# Dark Matter Halo + Virial theorem Q.

1. Jul 16, 2008

### neutralseer

A year ago we had a HW problem about galactic rotation curves:

If the dark matter density is
$$\rho= \frac{\rho_0}{1+\left(\frac{r}{r_0}\right)^2}$$,
Then how does velocity depend radius at large r ($r>>r_o$)?

You want to use the virial theorem here, so you calculate M(r) and then finally calculate the potential:
$$\phi(r)=\int_{-\infty}^{r} \frac{k}{s}ds=\infty$$
with k = constant.

Oops, phi(r) diverges logarithmically.

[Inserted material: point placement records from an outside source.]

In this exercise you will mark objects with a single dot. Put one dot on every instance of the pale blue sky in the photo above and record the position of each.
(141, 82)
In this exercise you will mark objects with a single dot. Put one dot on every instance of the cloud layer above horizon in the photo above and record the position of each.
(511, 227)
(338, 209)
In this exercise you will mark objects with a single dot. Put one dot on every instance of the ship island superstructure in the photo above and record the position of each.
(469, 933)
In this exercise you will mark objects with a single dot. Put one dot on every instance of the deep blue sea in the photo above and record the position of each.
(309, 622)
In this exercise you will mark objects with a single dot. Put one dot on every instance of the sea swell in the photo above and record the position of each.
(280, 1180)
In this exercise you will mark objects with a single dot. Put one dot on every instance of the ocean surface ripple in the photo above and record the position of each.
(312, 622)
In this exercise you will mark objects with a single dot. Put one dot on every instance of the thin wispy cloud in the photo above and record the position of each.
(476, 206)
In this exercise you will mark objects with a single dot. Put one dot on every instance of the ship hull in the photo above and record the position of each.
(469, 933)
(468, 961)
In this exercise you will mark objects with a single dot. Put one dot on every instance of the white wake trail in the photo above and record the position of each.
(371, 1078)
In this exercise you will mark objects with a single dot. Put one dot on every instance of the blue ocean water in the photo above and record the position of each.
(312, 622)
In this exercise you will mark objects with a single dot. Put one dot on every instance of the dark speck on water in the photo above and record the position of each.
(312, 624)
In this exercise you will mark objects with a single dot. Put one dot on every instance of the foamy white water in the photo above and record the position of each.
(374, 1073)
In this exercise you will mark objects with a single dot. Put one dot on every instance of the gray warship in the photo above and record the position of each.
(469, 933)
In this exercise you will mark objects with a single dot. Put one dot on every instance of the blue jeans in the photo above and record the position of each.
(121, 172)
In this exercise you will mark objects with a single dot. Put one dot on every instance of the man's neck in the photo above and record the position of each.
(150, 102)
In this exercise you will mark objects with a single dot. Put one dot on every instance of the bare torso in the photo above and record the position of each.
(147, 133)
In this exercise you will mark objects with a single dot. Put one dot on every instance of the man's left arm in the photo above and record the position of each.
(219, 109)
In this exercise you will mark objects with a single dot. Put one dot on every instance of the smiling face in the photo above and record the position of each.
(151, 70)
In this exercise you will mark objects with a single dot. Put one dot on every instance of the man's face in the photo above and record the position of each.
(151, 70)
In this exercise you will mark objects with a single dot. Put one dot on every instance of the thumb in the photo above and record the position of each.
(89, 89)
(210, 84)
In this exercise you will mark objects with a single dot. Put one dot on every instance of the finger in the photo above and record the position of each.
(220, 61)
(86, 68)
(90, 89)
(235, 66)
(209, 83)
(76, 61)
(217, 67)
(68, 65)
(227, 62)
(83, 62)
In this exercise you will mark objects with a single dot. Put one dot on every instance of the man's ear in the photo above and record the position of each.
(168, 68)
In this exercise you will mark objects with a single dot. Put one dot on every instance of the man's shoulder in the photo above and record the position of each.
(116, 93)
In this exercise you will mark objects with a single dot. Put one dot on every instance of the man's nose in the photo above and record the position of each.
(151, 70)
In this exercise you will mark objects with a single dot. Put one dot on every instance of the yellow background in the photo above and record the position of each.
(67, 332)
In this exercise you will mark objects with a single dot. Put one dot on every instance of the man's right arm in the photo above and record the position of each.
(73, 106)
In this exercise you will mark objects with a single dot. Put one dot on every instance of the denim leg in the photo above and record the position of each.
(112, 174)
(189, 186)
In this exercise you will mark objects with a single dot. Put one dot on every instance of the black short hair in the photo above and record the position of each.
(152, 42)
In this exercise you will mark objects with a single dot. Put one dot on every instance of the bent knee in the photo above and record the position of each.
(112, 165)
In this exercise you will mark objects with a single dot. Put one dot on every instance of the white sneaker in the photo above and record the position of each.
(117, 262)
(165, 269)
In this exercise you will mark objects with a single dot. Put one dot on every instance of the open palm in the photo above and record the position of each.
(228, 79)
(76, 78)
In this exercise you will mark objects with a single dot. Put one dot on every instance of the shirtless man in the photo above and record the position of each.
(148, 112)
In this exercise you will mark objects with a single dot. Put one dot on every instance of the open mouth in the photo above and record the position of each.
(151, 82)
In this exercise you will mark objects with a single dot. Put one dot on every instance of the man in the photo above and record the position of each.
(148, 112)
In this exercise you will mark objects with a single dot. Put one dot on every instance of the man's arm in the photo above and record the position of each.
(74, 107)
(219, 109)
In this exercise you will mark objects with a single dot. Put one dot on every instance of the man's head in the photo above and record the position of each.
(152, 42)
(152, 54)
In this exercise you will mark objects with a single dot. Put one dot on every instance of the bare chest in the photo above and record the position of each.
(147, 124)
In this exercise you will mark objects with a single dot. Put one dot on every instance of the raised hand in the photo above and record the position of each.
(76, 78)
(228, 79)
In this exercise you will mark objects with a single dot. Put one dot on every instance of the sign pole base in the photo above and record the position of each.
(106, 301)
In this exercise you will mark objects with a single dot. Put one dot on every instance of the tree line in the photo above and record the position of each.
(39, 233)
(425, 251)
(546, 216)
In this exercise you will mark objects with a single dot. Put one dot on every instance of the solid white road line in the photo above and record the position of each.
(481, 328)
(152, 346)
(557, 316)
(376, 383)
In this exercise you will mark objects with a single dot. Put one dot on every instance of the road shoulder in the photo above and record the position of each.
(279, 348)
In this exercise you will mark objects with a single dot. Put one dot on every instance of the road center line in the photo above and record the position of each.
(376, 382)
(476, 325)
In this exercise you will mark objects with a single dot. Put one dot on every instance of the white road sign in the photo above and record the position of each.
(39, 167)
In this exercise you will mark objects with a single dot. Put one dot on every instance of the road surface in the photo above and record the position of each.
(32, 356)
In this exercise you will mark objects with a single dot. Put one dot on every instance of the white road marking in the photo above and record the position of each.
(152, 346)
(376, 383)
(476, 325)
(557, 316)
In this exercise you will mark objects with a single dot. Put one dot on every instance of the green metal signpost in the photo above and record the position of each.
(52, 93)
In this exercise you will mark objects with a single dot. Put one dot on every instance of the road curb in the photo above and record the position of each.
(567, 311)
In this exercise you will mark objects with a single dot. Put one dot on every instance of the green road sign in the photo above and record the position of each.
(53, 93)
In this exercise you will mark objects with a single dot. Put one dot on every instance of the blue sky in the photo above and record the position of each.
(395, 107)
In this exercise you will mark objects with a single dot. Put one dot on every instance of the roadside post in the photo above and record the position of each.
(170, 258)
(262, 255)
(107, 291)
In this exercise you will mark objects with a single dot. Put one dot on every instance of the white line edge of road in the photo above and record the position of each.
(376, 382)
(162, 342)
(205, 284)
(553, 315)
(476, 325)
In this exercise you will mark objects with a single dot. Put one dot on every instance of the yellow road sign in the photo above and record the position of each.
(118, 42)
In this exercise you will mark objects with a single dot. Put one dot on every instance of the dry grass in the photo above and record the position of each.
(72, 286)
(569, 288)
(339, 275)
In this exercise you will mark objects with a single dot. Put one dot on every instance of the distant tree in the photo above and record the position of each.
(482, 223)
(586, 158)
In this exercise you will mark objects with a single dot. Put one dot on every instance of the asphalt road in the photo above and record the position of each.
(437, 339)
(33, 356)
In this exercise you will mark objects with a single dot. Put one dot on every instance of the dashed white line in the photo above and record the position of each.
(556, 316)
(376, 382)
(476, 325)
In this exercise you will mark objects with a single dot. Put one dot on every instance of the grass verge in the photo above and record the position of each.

Oh well, you just have to set the zero point somewhere else besides infinity, say at $a > r_0$, so we get,
$$\phi(r)=k\ln{\frac{r}{a}}$$

Now, since the force between any two particles is an inverse square law, the virial theorem says:
$2KE+PE=0$. Thus we can write:
$$v=\sqrt{-\phi(r)} =\sqrt{ -k\ln{\frac{r}{a}}}$$.

Obviously, something is wrong with this answer. An observable quantity like the velocity, ‘v’, cannot depend on an arbitrarily chosen constant, ‘a’. Where did my logic go south?